Show how support time, time between failures, number of problems should go up if you won't do the change. Each technology has it's time limits, end of support from the manufacture, and regular life cycle.

Example - if you use MFC - you can show that programming a simple task in MFC is 3 times slower than in winforms. so after x months, the benefit from not upgrading will be lost.

with equipment it is even easier, as the older the equipment gets, the more mal-functions there are and it is easy to show (usually after the 3 years covarage everything starts to break, and I think it's planned like this. it didn't use to be but these days it does).
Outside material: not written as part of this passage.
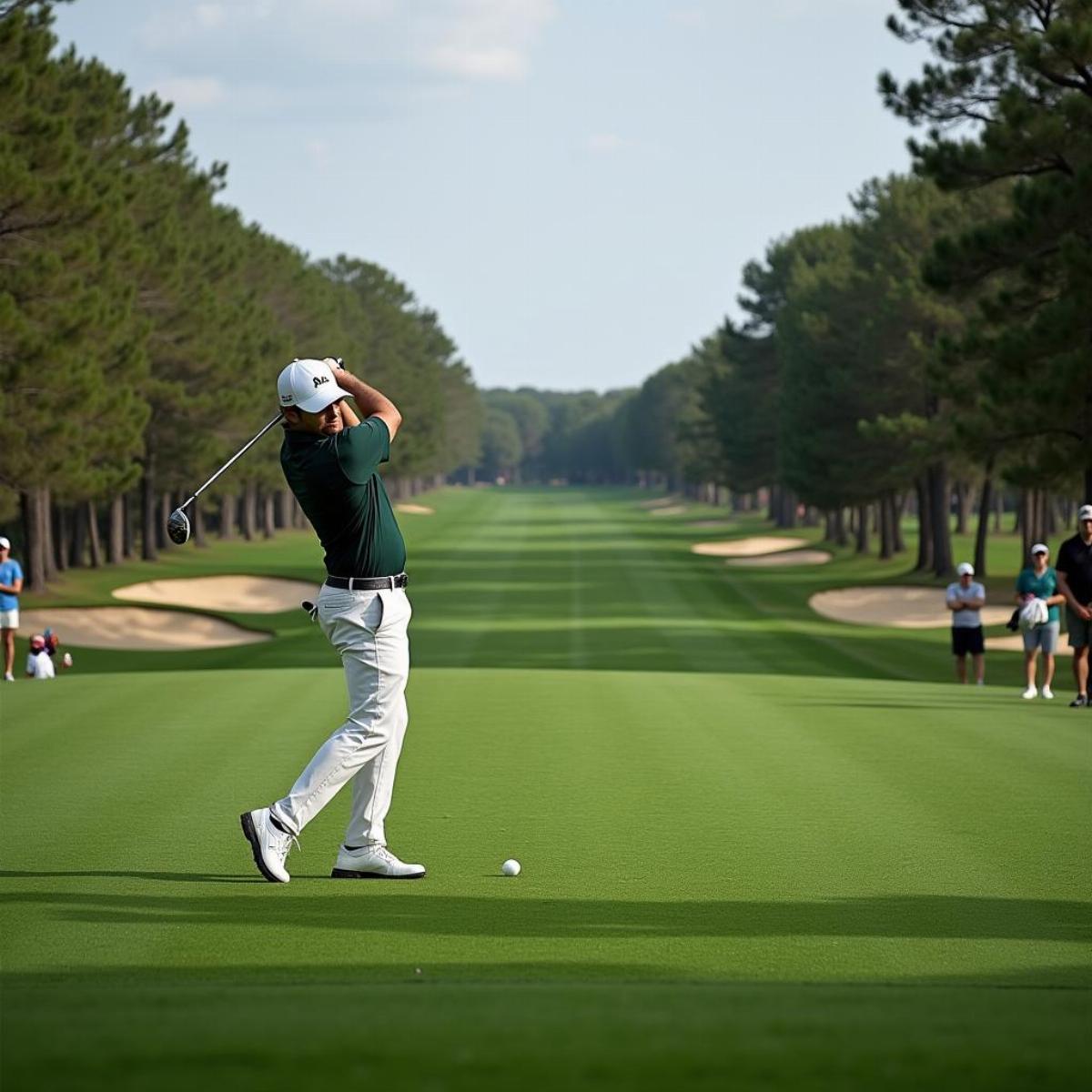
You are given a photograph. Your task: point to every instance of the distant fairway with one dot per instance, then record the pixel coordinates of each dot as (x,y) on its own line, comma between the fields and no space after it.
(760,849)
with infrastructure - again - if you have oracle 7.6 - show how much more time (money) you spend on administration and how less will be spent in 11g.

ect. ect. ect.

eventually manager wants to see ROI... TCO... BLA BLA BLA so you need to give them that.

Dani
There is something more.. it used to add something to my claims in my last position, if good people get bored with old technology, good people won't stay.
Dani
i agree with all points above, but i am trying to figure out the best way to visualize this . . .
ooo
Excel Graphs.... or whatever you use. show that staying in same place will cost more money in the long term, and add the "un-messured" factor of HR - that can't be measured directly by money, but effects the team performance...
Dani
+2  A: 

Being a bit cynical about it, I would say phrase every thing in terms of money. If you can't re-write your technical agenda in terms of money made or money saved, then why are you doing it at all?

Also, there is an article on "technical debt in financial terms" that I found very useful at:

http://forums.construx.com/blogs/stevemcc/archive/2007/11/01/technical-debt-2.aspx

One of the more interesting points, to me, is "One of the important implications of technical debt is that it must be serviced, i.e., once you incur a debt there will be interest charges."